Amorgos sits in the southeastern Cyclades and catches the meltemi wind from mid-July through August. Beachside tables can be breezy on strong-wind days, which is actually pleasant in peak heat but worth knowing if you're eating with papers or have young children.
Tips for Visiting
- Order the Amorgian fava. It's grown on the island and tastes different from the commercially produced version you'll find elsewhere. Even if you think you know fava, try it here.
- The shrimp pasta is listed as a dish for two — factor that into how you order if you're eating alone or with a large group splitting multiple mains.
- Book ahead in July and August if you're set on a specific evening. Call the restaurant directly at +30 2285 073618 or check their website at yachendorestaurant.com.
- The kitchen closes at 22:30, which is earlier than some visitors expect. If you're arriving late off a ferry, confirm this hasn't changed for the current season.

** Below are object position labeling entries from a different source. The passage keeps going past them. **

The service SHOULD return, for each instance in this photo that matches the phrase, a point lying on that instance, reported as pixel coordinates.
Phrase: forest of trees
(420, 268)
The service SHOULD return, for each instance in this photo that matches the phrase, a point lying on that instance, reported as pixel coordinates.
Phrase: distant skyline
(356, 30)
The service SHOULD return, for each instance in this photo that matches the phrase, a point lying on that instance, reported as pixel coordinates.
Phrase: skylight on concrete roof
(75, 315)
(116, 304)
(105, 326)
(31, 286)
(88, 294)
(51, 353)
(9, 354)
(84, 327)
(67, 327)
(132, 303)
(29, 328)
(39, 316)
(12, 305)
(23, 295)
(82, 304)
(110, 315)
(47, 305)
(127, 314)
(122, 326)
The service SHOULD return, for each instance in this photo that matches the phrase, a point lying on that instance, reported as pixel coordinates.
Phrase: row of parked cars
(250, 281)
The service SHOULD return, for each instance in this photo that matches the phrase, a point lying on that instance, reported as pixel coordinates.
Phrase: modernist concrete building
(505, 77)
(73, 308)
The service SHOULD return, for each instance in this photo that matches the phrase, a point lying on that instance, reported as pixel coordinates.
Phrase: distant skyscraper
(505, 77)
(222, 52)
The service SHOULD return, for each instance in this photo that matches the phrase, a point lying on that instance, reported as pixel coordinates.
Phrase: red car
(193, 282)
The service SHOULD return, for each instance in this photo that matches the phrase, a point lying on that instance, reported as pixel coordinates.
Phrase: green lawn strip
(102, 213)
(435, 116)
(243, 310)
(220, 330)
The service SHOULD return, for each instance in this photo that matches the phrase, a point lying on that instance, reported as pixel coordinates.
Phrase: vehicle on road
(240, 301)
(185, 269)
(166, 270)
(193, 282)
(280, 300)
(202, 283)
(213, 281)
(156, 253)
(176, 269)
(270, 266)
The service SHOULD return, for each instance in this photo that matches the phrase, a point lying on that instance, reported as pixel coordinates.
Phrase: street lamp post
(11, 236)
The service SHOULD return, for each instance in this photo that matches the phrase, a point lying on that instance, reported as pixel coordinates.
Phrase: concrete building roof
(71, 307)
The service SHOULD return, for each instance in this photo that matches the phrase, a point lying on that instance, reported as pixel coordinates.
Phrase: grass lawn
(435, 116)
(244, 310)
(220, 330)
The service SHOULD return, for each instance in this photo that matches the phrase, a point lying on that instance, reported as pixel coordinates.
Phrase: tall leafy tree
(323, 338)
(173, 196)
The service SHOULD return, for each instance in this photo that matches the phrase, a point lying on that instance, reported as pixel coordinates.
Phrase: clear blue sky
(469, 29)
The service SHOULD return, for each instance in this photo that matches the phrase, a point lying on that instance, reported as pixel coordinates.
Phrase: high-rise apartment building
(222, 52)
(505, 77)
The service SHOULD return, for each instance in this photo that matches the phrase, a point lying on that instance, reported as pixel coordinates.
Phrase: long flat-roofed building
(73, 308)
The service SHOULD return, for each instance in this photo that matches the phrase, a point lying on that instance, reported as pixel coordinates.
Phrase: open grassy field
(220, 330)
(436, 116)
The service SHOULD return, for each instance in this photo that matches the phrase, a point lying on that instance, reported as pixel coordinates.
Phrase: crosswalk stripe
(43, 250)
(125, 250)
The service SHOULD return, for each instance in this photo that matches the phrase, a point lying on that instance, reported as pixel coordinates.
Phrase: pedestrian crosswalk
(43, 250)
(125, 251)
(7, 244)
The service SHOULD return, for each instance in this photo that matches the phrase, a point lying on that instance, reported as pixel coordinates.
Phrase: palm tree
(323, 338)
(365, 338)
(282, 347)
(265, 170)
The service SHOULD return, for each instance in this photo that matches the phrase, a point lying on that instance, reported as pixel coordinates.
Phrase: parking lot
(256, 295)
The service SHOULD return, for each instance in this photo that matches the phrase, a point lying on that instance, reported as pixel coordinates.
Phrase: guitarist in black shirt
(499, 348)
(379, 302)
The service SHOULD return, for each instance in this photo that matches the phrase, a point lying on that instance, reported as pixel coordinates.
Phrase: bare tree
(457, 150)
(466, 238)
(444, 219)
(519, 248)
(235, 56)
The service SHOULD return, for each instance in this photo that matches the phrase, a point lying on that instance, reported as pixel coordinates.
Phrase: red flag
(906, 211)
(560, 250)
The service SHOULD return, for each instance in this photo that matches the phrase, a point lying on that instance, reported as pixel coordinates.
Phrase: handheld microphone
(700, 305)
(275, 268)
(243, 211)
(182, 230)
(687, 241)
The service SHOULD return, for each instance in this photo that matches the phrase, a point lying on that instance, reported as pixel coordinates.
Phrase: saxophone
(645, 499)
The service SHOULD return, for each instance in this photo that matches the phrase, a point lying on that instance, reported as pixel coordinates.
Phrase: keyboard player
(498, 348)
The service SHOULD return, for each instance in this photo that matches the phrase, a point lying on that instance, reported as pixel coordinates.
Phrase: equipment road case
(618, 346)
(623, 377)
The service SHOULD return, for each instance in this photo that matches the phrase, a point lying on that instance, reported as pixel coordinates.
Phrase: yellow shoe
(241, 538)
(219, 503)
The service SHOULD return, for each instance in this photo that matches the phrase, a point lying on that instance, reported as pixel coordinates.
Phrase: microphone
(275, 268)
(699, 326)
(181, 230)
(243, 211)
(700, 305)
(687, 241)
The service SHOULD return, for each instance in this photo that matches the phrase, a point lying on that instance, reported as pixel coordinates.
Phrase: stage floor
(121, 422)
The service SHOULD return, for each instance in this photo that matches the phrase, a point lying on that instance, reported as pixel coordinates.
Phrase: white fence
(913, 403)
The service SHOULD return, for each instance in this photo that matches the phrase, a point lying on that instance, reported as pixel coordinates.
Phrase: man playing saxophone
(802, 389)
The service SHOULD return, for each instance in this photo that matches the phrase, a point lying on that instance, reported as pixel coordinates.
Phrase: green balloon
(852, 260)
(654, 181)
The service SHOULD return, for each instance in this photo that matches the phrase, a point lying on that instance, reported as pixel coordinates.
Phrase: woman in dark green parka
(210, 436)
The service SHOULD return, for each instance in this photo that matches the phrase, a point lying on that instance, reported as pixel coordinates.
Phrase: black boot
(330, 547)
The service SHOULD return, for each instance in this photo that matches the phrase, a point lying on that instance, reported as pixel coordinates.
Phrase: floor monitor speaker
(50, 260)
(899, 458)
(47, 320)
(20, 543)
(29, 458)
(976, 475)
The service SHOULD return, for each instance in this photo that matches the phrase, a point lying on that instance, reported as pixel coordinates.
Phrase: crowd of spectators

- Austrian raki derivatives like rakoumelo are rarely on menus outside the Cyclades — if you want to try a local digestif, this is a good opportunity.
- The restaurant is open from 10:00, so it works as a breakfast or brunch option if you want something more substantial than a hotel continental spread.
- Bring cash as a backup. Card acceptance is standard in Aegiali, but connectivity on small islands can be unreliable during busy periods.
- The hillside villages above Aegiali — Tholaria, Lagada, and Potamos — are worth a morning walk before lunch at Yachendo. Each village is about 45 minutes on foot from the bay.
What to Order
The clearest way to eat well at Yachendo is to build a meal around whatever fish was landed that day. Ask the staff which fish came in that morning — the menu lists bream as a standard option, but availability shifts with the catch. Pair it with sautéed seasonal greens and the Amorgian fava as a starter.
For meat eaters, the roasted pork chops with baby potatoes and grilled vegetables are a reliable main. The biological beef meatballs are a good choice for a lighter appetite or as a shared mezze-style plate at the start of a meal.
On the drinks side, the wine list draws on Greek producers, and psimeni — a cinnamon-and-clove-spiced wine that is traditional in the Cyclades — is worth trying if you haven't encountered it before. For coffee drinkers, the 10:00 opening makes the café side of the operation genuinely useful: Greek coffee (ellinikos), freddo espresso, and herbal teas are all on the menu.
Vegetarian visitors can eat well here: the fava, seasonal vegetable sides, and salads give enough options that a full meal without meat or fish is straightforward to put together.